The AI Literacy Crisis: Why This Matters Now
The gap between AI adoption and AI understanding has never been wider. Companies rush to integrate LLMs into products while developers copy-paste prompts without understanding why they work. Marketing materials promise magic; reality delivers confusion. And with the European AI Act now requiring organizations to ensure "a sufficient level of AI literacy among their staff," this isn't just an educational problem - it's becoming a compliance imperative.

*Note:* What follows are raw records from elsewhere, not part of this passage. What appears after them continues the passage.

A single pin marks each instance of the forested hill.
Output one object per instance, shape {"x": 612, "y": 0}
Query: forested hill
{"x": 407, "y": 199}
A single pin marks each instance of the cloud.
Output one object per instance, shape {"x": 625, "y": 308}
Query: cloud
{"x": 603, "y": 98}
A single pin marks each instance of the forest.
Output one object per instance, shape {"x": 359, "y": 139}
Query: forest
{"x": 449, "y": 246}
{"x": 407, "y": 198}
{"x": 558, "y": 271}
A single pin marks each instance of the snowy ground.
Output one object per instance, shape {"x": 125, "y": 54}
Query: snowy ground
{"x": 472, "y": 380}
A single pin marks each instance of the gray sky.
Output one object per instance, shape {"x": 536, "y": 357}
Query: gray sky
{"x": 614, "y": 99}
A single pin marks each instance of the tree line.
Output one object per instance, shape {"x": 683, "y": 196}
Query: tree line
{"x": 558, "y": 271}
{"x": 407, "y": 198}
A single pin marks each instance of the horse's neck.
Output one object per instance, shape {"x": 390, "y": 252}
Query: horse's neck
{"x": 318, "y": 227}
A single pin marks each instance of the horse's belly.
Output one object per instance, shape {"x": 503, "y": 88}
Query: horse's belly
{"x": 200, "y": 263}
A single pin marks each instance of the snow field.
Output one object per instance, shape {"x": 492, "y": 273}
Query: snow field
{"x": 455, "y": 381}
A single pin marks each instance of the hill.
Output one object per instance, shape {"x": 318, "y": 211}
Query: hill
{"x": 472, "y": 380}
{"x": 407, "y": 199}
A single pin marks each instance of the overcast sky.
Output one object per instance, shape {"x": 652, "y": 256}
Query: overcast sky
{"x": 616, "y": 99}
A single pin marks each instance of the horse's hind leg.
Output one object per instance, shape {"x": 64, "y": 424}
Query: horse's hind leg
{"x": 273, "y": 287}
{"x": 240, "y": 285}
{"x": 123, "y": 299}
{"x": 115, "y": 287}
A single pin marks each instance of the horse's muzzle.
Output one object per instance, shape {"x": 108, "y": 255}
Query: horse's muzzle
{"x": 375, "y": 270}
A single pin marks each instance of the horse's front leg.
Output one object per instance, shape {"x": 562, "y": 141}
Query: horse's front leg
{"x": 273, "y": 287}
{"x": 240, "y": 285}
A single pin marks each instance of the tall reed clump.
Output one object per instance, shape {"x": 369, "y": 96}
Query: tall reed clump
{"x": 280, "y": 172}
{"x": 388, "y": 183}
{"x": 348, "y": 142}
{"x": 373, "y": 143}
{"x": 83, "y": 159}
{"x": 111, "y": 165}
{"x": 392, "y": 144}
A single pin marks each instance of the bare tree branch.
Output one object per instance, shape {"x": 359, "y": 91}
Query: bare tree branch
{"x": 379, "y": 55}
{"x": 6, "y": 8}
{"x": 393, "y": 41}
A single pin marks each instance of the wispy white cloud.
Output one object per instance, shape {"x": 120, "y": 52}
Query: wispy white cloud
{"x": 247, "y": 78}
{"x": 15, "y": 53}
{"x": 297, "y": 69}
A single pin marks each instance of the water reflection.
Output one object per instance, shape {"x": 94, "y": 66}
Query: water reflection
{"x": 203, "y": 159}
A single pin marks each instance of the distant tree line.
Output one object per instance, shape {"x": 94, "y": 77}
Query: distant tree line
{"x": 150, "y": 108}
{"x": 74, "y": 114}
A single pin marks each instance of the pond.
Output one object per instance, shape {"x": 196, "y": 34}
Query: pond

To address this gap, we developed "AI Factory," an interactive game-based platform for teaching LLM concepts through hands-on experience. We built it primarily as an internal tool to teach our own colleagues and to explore what makes technical education actually work. But first, let's examine why traditional approaches are failing:
Traditional learning approaches are failing to close this gap: • Documentation assumes ML backgrounds and drowns readers in technical jargon • Tutorials oversimplify trivial examples that don't transfer to real problems • Conference talks inspire but rarely build the intuition needed for day-to-day work • Vendor marketing actively obscures how systems actually work
What's missing is embodied learning - the kind where you touch the parameters, break the system, and feel the consequences. This is exactly what the developed educational platform provides: a safe space to fail, experiment, and build genuine understanding through direct experience.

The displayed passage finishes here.